On Broadway

RODGERS & HAMMERSTEIN’S DAZZLING SCORE TO SHINE IN NEW PRODUCTION

11 September 2012


Whether it’s The Book of Mormon paying sly tribute to The King and I or modern-dance homages to The Sound of Music or soccer fans worldwide bellowing ballads from Carousel, the shows of Richard Rodgers and Oscar Hammerstein II continue to have a firm hold on popular culture. This spring, these musical titans will be represented on Broadway once again with Rodgers + Hammerstein’s Cinderella.

One thing that the revered team isn’t in a position to do is extend its reach. Not personally, at least: Hammerstein died more than 50 years ago, and Rodgers passed away in 1979. But in addition to overseeing the revivals of their shows and of other licensing agreements (like the ones mentioned above), the Rodgers & Hammerstein Organization has periodically dipped into the duo’s catalog to generate new properties. The latest example of this is Rodgers + Hammerstein’s Cinderella, which opens at the Broadway Theatre in early 2013.

Technically, it’s a semi-new property. Since premiering on CBS in 1957 as a Julie Andrews vehicle, this musically ravishing retelling has been remade for television twice and also staged in venues ranging from New York City Opera to the London Coliseum to Tokyo. However, the latest version – featuring Laura Osnes, a Tony Award ® nominee last year for Bonnie and Clyde, in the title role – should be the definitive Cinderella. This stems in part from the work of two modern-day collaborators with more than two dozen Broadway credits between them: David Chase and Douglas Carter Beane.

While less familiar to today’s audiences, Rodgers + Hammerstein’s Cinderella was enormously successful in 1957, reaching 107 million viewers – or “four viewers per television set in America,” according to Ted Chapin, president and executive director of the Rodgers & Hammerstein Organization. But even though songs like “Ten Minutes Ago,” “Do I Love You Because You’re Beautiful?” and “Impossible/It’s Possible” have earned a loyal fan base, there are relatively few of them in the original score.
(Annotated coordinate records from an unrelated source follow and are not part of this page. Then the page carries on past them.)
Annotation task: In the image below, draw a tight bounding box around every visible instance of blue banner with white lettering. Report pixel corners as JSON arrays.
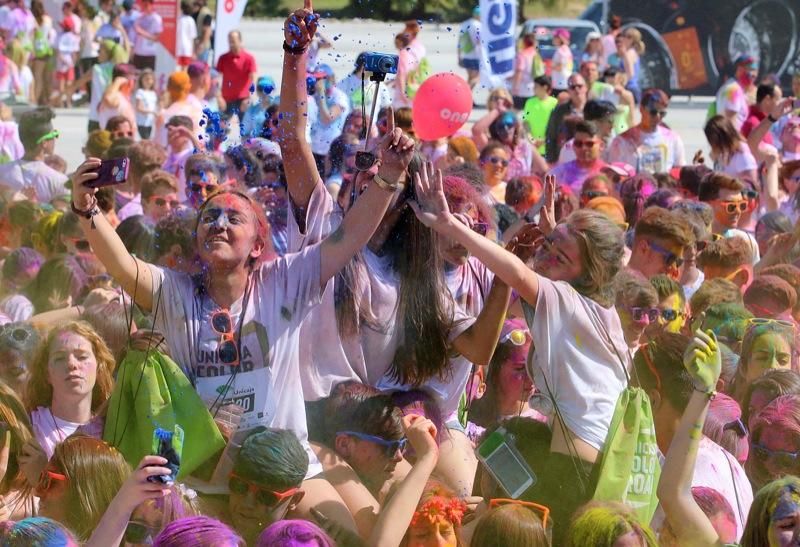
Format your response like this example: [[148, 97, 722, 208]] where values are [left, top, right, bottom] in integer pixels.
[[481, 0, 517, 88]]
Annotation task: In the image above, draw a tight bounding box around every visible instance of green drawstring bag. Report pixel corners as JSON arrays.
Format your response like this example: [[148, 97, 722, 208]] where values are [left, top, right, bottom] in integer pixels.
[[103, 350, 225, 479], [594, 385, 661, 523]]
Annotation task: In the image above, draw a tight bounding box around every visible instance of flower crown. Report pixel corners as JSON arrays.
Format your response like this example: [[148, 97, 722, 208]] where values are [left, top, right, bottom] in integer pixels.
[[411, 496, 467, 526]]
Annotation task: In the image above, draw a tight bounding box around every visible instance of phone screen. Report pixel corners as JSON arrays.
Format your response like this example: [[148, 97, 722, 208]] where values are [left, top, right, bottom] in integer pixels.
[[485, 443, 532, 496]]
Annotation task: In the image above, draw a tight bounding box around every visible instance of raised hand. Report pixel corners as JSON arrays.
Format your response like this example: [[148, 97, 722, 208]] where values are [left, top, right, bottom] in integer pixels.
[[506, 224, 544, 262], [539, 175, 558, 235], [283, 0, 319, 49], [408, 162, 454, 229], [377, 109, 416, 183], [403, 414, 439, 458], [683, 329, 722, 392], [116, 456, 172, 511]]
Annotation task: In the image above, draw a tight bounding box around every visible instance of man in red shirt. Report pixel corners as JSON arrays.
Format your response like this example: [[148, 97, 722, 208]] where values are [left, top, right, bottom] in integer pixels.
[[741, 83, 783, 144], [217, 30, 257, 123]]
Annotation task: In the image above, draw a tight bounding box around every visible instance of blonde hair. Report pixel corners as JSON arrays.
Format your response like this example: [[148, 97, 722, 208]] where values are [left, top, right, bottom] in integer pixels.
[[48, 435, 131, 541], [0, 381, 33, 495], [25, 321, 116, 412], [564, 209, 625, 306]]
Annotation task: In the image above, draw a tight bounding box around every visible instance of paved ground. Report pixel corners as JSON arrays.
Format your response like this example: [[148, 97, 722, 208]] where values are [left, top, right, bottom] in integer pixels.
[[50, 14, 709, 169]]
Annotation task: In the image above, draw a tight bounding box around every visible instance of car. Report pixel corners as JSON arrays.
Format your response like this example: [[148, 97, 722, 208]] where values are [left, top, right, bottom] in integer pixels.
[[520, 19, 600, 68]]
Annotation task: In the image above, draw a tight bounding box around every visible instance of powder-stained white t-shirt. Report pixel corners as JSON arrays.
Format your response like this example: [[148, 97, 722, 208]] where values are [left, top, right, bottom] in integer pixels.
[[150, 245, 321, 477]]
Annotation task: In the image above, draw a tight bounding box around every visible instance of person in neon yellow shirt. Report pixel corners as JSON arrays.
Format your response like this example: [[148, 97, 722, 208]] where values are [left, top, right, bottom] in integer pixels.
[[522, 76, 558, 154]]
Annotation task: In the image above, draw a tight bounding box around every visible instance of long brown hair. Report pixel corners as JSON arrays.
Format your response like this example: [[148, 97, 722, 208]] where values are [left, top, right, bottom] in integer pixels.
[[48, 435, 131, 541], [0, 381, 33, 496], [334, 154, 454, 386], [25, 321, 115, 412]]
Chase, the longtime arranger and orchestrator (the recent revivals of Evita and Anything Goes both feature his dance arrangements) who is credited with “music adaptation, supervision and arrangements” on the production, estimates that the 1957 song stack is less than half the size of today’s typical musical. And unlike such immediate predecessors as Cole Porter and the Gershwins, Rodgers and Hammerstein left behind very few of what are known as “trunk songs” – discarded tunes that can be repurposed for later productions.

This is where Chase and Beane, the new book writer (Sister Act, The Little Dog Laughed), came in. While Beane pored over a book of Hammerstein’s lyrics to find some apropos obscurities, Chase worked on expanding the existing Cinderella material wherever possible and unobtrusively interpolating additional Rodgers melodies elsewhere. “The goal is always to get into Rodgers’ head and try to make the choices he might have made,” Chase says.

The rare outtake from South Pacific and The Sound of Music appears to have made the cut – the score is still somewhat in flux – and so has “I Haven’t Got a Worry in the World,” which the duo wrote for a Mary Martin play that they produced. Other additions are less obvious, as when Chase took the melody of “Ten Minutes Ago” and turned it into a bridge for the song “Loneliness of Evening,” “even though this meant converting the waltz from ¾ time to 4/4,” he says.

When Rodgers + Hammerstein’s Cinderella opens in February, it will probably be the last “new” Rodgers and Hammerstein musical. Never say never, though. “We think we have now finally exhausted the catalog,” Chapin says. “But we have thought that before.”